For the reason that greater depth of field may be desirable in many situations, many photographers use 35mm in lieu of 6x6 or larger cameras without considering why they do so. It also explains why digital cameras with small sensors have become so popular: they provide greater depth of field compared to 35mm and larger film sizes. On that point, the amazing thing about the current digital cameras are their excellent large print quality from such small sensors, making me think that these sensors must have a higher inherent resolution than most 35mm films. Has anyone compared the resolutions of the better digital sensors with 35mm or 120 film?
Jim Somberg
Laguna Niguel, CA

A. The "resolution" of a digital sensor and film is not directly comparable as there is no physical correspondence between the media. Film records images by physical means on a medium which is modified by light to produce an image composed of grains or dye clouds. A grain image is just organized noise. With digital the medium is a matrixed recording device which records the color and brightness of light divided in a pattern of cells (pixels) which once recorded is just pure information, usually free of any noise.
The term "resolution" applied to film references the film's ability to "resolve" subject image information popularly referred to as sharpness, or acutance and definition.
The term "resolution" applied to digital refers to the size of the image produced in pixels. In other words, a digitally recorded image is measured by how many pixels are involved to make up the matrix which represents the record of a subject. Digital resolution, although indirectly an influence on final image acutance and sharpness, does not actually say anything about how sharp the image is, except that the more pixels, the more information, which is a corollary of increasing the image format (film) size, say from 35mm to 120, or 4x5.

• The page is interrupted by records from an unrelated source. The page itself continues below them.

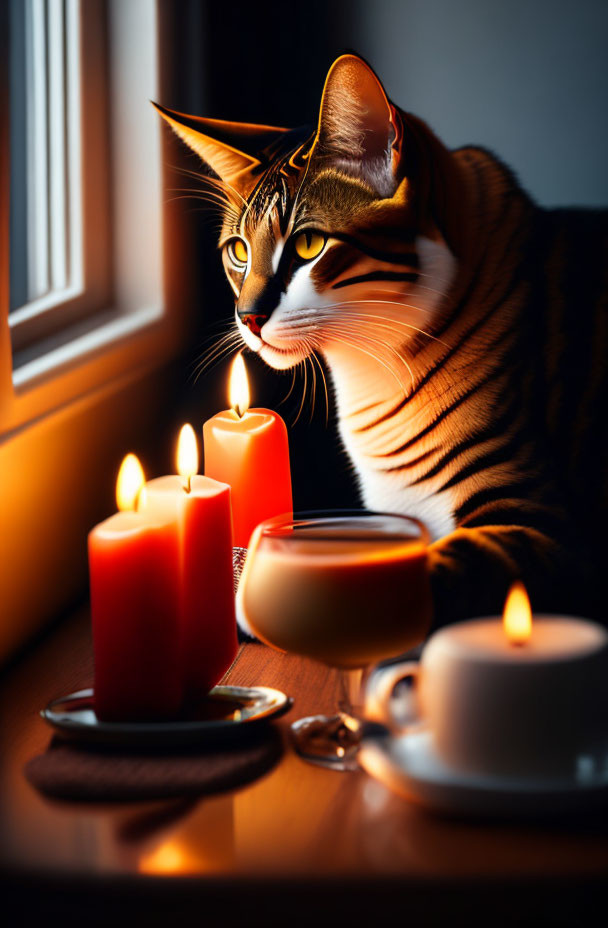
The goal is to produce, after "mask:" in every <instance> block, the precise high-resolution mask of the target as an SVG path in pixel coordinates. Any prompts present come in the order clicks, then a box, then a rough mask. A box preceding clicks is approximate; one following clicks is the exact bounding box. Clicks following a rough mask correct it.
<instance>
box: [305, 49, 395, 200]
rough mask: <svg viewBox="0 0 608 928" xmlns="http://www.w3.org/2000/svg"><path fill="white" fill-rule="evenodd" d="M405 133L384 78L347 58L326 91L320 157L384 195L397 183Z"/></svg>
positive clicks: (348, 55) (358, 57)
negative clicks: (362, 180) (403, 132)
mask: <svg viewBox="0 0 608 928" xmlns="http://www.w3.org/2000/svg"><path fill="white" fill-rule="evenodd" d="M398 135H399V130H398V124H397V120H396V119H395V111H394V108H393V106H392V105H391V103H390V102H389V100H388V97H387V96H386V93H385V92H384V88H383V86H382V84H381V83H380V80H379V79H378V77H377V76H376V75H375V74H374V72H373V71H372V69H371V68H370V66H369V65H368V64H366V63H365V61H363V59H362V58H359V57H358V56H357V55H342V56H341V57H340V58H338V59H337V60H336V61H334V63H333V65H332V66H331V68H330V69H329V73H328V75H327V78H326V80H325V86H324V88H323V96H322V98H321V108H320V111H319V125H318V128H317V135H316V139H315V143H314V149H313V154H314V157H317V158H320V159H324V160H329V161H330V162H332V161H333V162H334V163H336V164H337V165H338V166H339V167H341V168H342V169H343V170H346V171H347V172H348V173H351V174H353V175H354V176H358V177H361V179H363V180H366V181H367V182H368V183H370V184H371V186H372V187H373V188H374V189H376V190H377V192H378V193H379V194H381V195H382V196H390V195H391V194H392V193H393V192H394V190H395V188H396V186H397V184H396V169H397V162H398V152H397V140H398Z"/></svg>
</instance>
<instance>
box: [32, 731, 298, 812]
mask: <svg viewBox="0 0 608 928" xmlns="http://www.w3.org/2000/svg"><path fill="white" fill-rule="evenodd" d="M281 753H282V747H281V739H280V735H279V733H278V732H277V731H276V730H275V729H274V728H273V727H272V726H268V727H264V728H263V729H261V730H258V731H257V732H256V734H255V737H252V736H250V737H249V738H247V740H245V741H243V740H239V741H238V742H237V743H231V744H226V743H225V742H221V743H219V744H218V743H216V744H214V745H213V746H210V747H208V748H206V749H204V750H201V749H200V748H195V749H183V748H182V749H179V750H172V751H171V752H160V751H154V752H153V751H137V752H135V751H132V752H126V751H124V750H122V751H117V750H115V749H107V748H100V747H99V746H95V747H92V746H87V747H82V746H80V747H78V746H76V745H74V744H72V743H70V742H67V741H64V740H62V739H61V738H58V737H55V738H53V740H52V741H51V743H50V745H49V747H48V749H47V751H46V752H45V753H44V754H40V755H39V756H38V757H34V758H32V760H30V761H29V762H28V763H27V764H26V765H25V768H24V773H25V776H26V778H27V780H28V781H29V782H30V783H31V784H32V786H35V787H36V789H38V790H40V792H41V793H44V795H46V796H52V797H54V798H56V799H77V800H86V801H96V802H106V801H117V800H134V799H166V798H175V797H178V796H200V795H202V794H204V793H214V792H220V791H223V790H227V789H234V788H235V787H237V786H243V785H245V784H246V783H250V782H251V781H252V780H255V779H256V778H257V777H259V776H261V775H262V774H264V773H266V772H268V771H269V770H271V769H272V767H274V765H275V764H276V762H277V761H278V760H279V758H280V756H281Z"/></svg>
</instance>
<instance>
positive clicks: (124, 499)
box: [116, 454, 146, 512]
mask: <svg viewBox="0 0 608 928" xmlns="http://www.w3.org/2000/svg"><path fill="white" fill-rule="evenodd" d="M145 482H146V478H145V477H144V472H143V468H142V466H141V464H140V463H139V458H138V457H137V456H136V455H134V454H127V456H126V457H125V458H123V462H122V464H121V465H120V470H119V471H118V478H117V480H116V502H117V504H118V508H119V509H120V511H121V512H128V511H129V510H131V511H133V510H135V509H137V502H138V498H139V495H140V493H141V491H142V489H143V486H144V483H145Z"/></svg>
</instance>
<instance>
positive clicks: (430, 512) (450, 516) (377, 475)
mask: <svg viewBox="0 0 608 928" xmlns="http://www.w3.org/2000/svg"><path fill="white" fill-rule="evenodd" d="M345 445H346V447H347V450H349V449H348V441H345ZM350 457H351V460H352V462H353V464H354V466H355V469H356V472H357V476H358V478H359V489H360V493H361V499H362V502H363V504H364V505H365V507H366V508H367V509H373V510H375V511H376V512H398V513H401V514H402V515H407V516H413V517H414V518H416V519H420V521H421V522H424V524H425V525H426V527H427V528H428V530H429V532H430V535H431V540H432V541H436V540H437V539H438V538H442V537H443V536H444V535H448V534H449V533H450V532H452V531H454V529H455V528H456V521H455V519H454V512H453V506H452V501H451V499H450V494H449V493H448V492H447V491H444V492H443V493H433V492H432V491H428V490H427V491H426V492H425V491H424V490H423V489H422V488H420V487H412V486H408V485H407V483H406V481H405V479H404V477H403V475H402V474H400V473H386V472H383V471H382V470H376V469H372V468H371V467H370V466H369V463H368V462H367V461H366V460H365V459H364V458H363V457H362V456H359V455H358V454H357V452H356V451H354V452H352V453H350Z"/></svg>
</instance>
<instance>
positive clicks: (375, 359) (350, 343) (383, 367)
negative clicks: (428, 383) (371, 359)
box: [336, 326, 408, 397]
mask: <svg viewBox="0 0 608 928" xmlns="http://www.w3.org/2000/svg"><path fill="white" fill-rule="evenodd" d="M360 334H361V333H360V332H359V331H358V330H355V332H354V337H355V339H356V337H357V336H358V335H360ZM345 335H346V336H353V331H352V330H350V329H344V330H343V329H342V327H340V329H338V327H337V326H336V336H337V337H336V341H337V342H342V343H343V344H345V345H347V346H349V347H351V348H354V349H355V350H356V351H360V352H362V353H363V354H365V355H367V356H368V357H369V358H371V359H372V361H374V362H375V363H377V364H379V365H380V366H381V367H383V368H384V369H385V370H386V371H387V373H388V374H389V375H390V376H391V377H392V378H394V380H396V381H397V384H398V385H399V390H400V392H401V393H402V394H403V396H404V397H406V396H407V395H408V392H407V389H406V387H405V386H404V384H403V382H402V380H401V378H400V377H399V376H398V374H397V373H396V372H395V370H394V369H393V368H392V366H391V365H389V364H387V363H385V362H384V361H383V360H382V359H381V358H380V357H378V355H377V354H372V352H371V351H367V350H366V349H365V348H362V347H361V345H360V344H358V342H357V341H352V340H351V338H350V337H348V338H347V337H345Z"/></svg>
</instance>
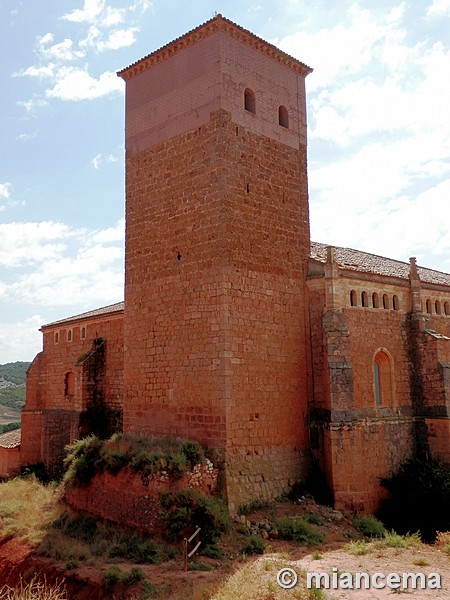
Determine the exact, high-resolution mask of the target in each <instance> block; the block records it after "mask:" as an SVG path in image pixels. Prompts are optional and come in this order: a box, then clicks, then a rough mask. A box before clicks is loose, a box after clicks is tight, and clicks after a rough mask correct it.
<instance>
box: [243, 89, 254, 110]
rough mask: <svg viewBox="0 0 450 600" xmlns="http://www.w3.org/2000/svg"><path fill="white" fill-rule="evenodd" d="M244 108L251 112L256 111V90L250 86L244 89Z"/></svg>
mask: <svg viewBox="0 0 450 600" xmlns="http://www.w3.org/2000/svg"><path fill="white" fill-rule="evenodd" d="M244 108H245V110H247V111H248V112H251V113H253V114H255V113H256V98H255V92H254V91H253V90H251V89H250V88H246V89H245V91H244Z"/></svg>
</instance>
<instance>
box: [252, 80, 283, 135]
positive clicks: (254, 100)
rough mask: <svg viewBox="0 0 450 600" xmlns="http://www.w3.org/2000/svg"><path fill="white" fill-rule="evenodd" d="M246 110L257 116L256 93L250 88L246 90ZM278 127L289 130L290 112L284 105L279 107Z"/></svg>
mask: <svg viewBox="0 0 450 600" xmlns="http://www.w3.org/2000/svg"><path fill="white" fill-rule="evenodd" d="M244 108H245V110H246V111H247V112H251V113H253V114H254V115H255V114H256V96H255V92H254V91H253V90H251V89H250V88H245V90H244ZM278 125H280V126H281V127H284V128H285V129H289V112H288V109H287V108H286V107H285V106H283V105H281V106H279V107H278Z"/></svg>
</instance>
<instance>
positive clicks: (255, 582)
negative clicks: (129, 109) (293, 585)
mask: <svg viewBox="0 0 450 600" xmlns="http://www.w3.org/2000/svg"><path fill="white" fill-rule="evenodd" d="M286 566H289V567H290V568H292V569H294V570H295V571H296V573H297V574H298V578H299V579H298V584H297V585H296V586H295V588H294V589H292V590H283V589H282V588H281V587H280V586H279V585H278V584H277V573H278V571H279V570H280V569H283V568H285V567H286ZM323 597H324V596H323V595H321V591H320V590H308V589H306V578H305V572H304V571H303V570H302V569H300V568H299V566H298V564H297V563H289V564H287V562H286V560H284V559H281V558H279V557H274V556H271V557H270V558H269V557H267V558H259V559H257V560H256V561H254V562H252V563H246V564H245V565H244V566H243V567H242V568H241V569H239V570H238V571H236V573H234V575H232V576H231V577H230V578H229V579H227V580H226V581H225V582H224V583H223V584H222V585H221V586H220V587H219V589H218V591H217V592H216V594H215V595H214V596H213V597H212V599H211V600H254V599H255V598H258V600H278V599H282V598H283V599H285V598H292V600H313V599H315V598H317V599H320V598H323Z"/></svg>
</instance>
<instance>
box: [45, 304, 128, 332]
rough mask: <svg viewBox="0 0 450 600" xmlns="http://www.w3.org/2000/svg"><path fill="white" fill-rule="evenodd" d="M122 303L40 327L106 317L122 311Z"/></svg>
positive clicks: (84, 313)
mask: <svg viewBox="0 0 450 600" xmlns="http://www.w3.org/2000/svg"><path fill="white" fill-rule="evenodd" d="M123 307H124V302H117V303H116V304H109V305H108V306H103V307H102V308H97V309H95V310H90V311H88V312H85V313H81V314H79V315H74V316H73V317H67V319H60V320H59V321H53V323H47V324H46V325H43V326H42V327H43V328H45V327H53V326H54V325H62V324H64V323H70V322H71V321H79V320H83V319H89V318H91V317H99V316H103V315H108V314H110V313H117V312H121V311H123Z"/></svg>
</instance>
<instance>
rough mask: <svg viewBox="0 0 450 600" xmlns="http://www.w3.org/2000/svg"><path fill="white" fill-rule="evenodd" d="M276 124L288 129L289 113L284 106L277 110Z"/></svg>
mask: <svg viewBox="0 0 450 600" xmlns="http://www.w3.org/2000/svg"><path fill="white" fill-rule="evenodd" d="M278 124H279V125H281V127H285V128H286V129H289V113H288V111H287V108H286V107H285V106H280V108H279V109H278Z"/></svg>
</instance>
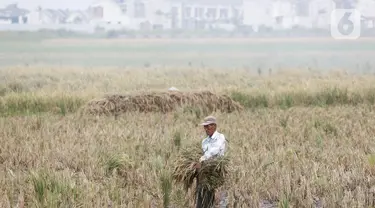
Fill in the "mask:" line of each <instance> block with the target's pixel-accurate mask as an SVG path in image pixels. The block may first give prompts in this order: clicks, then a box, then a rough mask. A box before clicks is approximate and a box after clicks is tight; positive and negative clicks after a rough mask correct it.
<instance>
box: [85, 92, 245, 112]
mask: <svg viewBox="0 0 375 208" xmlns="http://www.w3.org/2000/svg"><path fill="white" fill-rule="evenodd" d="M180 107H194V108H199V109H200V110H201V111H202V112H205V113H211V112H213V111H222V112H229V113H230V112H233V111H239V110H242V109H243V107H242V106H241V105H240V104H239V103H237V102H235V101H233V100H232V99H231V98H230V97H229V96H227V95H216V94H214V93H212V92H209V91H203V92H178V91H173V92H158V93H156V92H154V93H149V94H138V95H108V96H106V97H104V98H103V99H100V100H92V101H90V102H89V103H88V104H87V105H86V106H85V109H84V112H86V113H89V114H94V115H118V114H119V113H125V112H129V111H139V112H163V113H166V112H170V111H174V110H176V109H177V108H180Z"/></svg>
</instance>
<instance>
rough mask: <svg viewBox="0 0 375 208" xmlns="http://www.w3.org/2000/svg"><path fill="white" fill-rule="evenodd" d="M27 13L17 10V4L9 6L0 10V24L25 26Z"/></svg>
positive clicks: (28, 11)
mask: <svg viewBox="0 0 375 208" xmlns="http://www.w3.org/2000/svg"><path fill="white" fill-rule="evenodd" d="M28 13H29V11H28V10H26V9H21V8H19V7H18V5H17V4H10V5H8V6H7V7H5V8H4V9H0V24H26V23H27V22H28V19H27V14H28Z"/></svg>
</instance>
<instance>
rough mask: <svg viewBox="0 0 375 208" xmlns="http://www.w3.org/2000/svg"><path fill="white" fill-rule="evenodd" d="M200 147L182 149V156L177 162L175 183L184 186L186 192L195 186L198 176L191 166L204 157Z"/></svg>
mask: <svg viewBox="0 0 375 208" xmlns="http://www.w3.org/2000/svg"><path fill="white" fill-rule="evenodd" d="M199 147H200V145H199V144H198V145H194V146H192V147H189V148H186V149H182V150H181V152H180V153H181V154H180V155H179V157H178V158H177V159H176V160H175V165H174V167H175V168H174V171H173V173H172V177H173V179H174V181H175V182H177V183H181V184H183V187H184V190H185V191H186V192H187V191H188V190H189V189H190V188H191V187H192V185H193V183H194V179H195V177H196V176H197V174H198V173H197V171H196V169H195V168H194V167H192V166H191V165H192V164H193V163H195V162H197V161H199V158H200V157H201V155H202V150H201V149H200V148H199Z"/></svg>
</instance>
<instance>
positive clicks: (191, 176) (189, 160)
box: [173, 145, 229, 191]
mask: <svg viewBox="0 0 375 208" xmlns="http://www.w3.org/2000/svg"><path fill="white" fill-rule="evenodd" d="M199 147H200V145H196V147H195V148H188V149H185V150H183V151H181V155H180V156H179V157H178V158H177V160H176V162H175V169H174V172H173V178H174V180H175V181H176V182H178V183H182V184H183V185H184V189H185V191H187V190H188V189H189V188H191V187H192V184H193V182H194V179H195V178H197V179H198V183H199V185H200V186H201V187H202V189H203V190H208V191H214V190H216V189H217V188H219V187H220V186H223V185H224V183H225V178H226V176H227V173H228V165H229V159H228V158H227V157H217V158H215V159H210V160H207V161H204V162H203V163H202V164H201V168H200V169H199V171H197V170H196V169H195V168H193V167H191V164H192V163H194V162H198V161H199V158H200V157H201V156H202V150H201V149H200V148H199Z"/></svg>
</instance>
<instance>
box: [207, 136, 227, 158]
mask: <svg viewBox="0 0 375 208" xmlns="http://www.w3.org/2000/svg"><path fill="white" fill-rule="evenodd" d="M224 150H225V136H224V135H223V134H220V135H219V136H218V137H217V139H216V140H215V141H214V142H212V143H210V144H209V145H208V149H207V151H206V152H205V153H204V155H203V157H202V159H201V160H208V159H210V158H211V157H213V156H217V155H223V154H224Z"/></svg>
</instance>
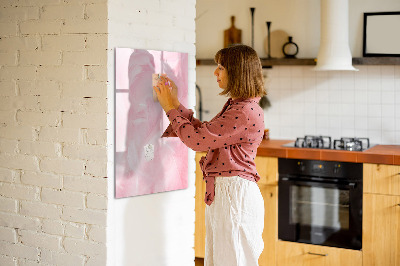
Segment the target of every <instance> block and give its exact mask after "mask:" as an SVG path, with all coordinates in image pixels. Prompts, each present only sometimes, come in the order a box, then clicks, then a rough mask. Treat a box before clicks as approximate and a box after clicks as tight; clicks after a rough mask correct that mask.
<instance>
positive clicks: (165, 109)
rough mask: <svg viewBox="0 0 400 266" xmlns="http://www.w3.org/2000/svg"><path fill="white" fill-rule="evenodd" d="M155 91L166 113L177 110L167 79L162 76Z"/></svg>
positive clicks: (165, 77)
mask: <svg viewBox="0 0 400 266" xmlns="http://www.w3.org/2000/svg"><path fill="white" fill-rule="evenodd" d="M175 87H176V86H175ZM153 90H154V92H155V93H156V94H157V99H158V101H159V102H160V105H161V107H162V108H163V109H164V111H165V112H166V113H167V112H168V111H169V110H171V109H175V106H174V96H173V95H172V90H171V89H170V85H169V82H168V80H167V78H166V77H164V76H161V77H160V80H159V81H158V83H157V86H153Z"/></svg>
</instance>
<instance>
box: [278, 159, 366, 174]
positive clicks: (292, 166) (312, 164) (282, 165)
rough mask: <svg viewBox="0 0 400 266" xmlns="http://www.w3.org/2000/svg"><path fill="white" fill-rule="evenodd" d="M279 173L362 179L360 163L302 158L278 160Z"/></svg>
mask: <svg viewBox="0 0 400 266" xmlns="http://www.w3.org/2000/svg"><path fill="white" fill-rule="evenodd" d="M278 166H279V174H286V175H293V176H296V175H303V176H306V175H308V176H316V177H329V178H353V179H362V172H363V171H362V164H361V163H349V162H336V161H319V160H303V159H301V160H300V159H285V158H279V160H278Z"/></svg>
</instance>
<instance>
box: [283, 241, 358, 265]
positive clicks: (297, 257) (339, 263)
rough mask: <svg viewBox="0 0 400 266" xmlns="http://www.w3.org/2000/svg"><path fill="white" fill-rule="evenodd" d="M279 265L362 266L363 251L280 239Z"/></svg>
mask: <svg viewBox="0 0 400 266" xmlns="http://www.w3.org/2000/svg"><path fill="white" fill-rule="evenodd" d="M277 251H278V252H277V256H276V257H277V264H276V265H277V266H361V265H362V252H361V251H358V250H351V249H342V248H333V247H324V246H317V245H309V244H301V243H294V242H287V241H278V245H277Z"/></svg>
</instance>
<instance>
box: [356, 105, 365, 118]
mask: <svg viewBox="0 0 400 266" xmlns="http://www.w3.org/2000/svg"><path fill="white" fill-rule="evenodd" d="M354 115H355V116H362V117H367V116H368V105H367V104H357V105H354Z"/></svg>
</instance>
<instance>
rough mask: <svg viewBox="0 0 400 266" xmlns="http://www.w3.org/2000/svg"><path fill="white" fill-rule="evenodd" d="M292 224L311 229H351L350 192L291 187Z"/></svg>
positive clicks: (319, 187)
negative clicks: (318, 228)
mask: <svg viewBox="0 0 400 266" xmlns="http://www.w3.org/2000/svg"><path fill="white" fill-rule="evenodd" d="M290 210H291V211H290V223H292V224H297V225H300V226H306V227H310V228H316V229H317V228H330V229H332V230H333V231H338V230H340V229H348V228H349V212H350V209H349V191H348V190H340V189H337V188H322V187H308V186H292V187H291V207H290Z"/></svg>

What Is Digital ISO Film Speed?
Q. We have read in magazine captions under photographs taken with a Nikon D70 that the camera was set at a certain ISO. Since digital cameras don't use film, we don't know what they are talking about. We would appreciate learning what the gap is in our comprehension. Thanks.

A. These days with all but the least expensive, most basic digital cameras, the imaging sensor used in the camera is variable in its sensitivity to light. And through the controls that are a part of the camera, a range of effective film speeds can be chosen. Many digital cameras these days have a base default effective film speed the equivalent of ISO 100, and options to increase the sensor sensitivity to as much as an effective ISO 1600. And like film, the slowest (default) ISO speed setting on a digital camera produces the best image quality, and as higher settings are used the image quality degrades, mostly in the form of noise in the shadow areas of the image produced.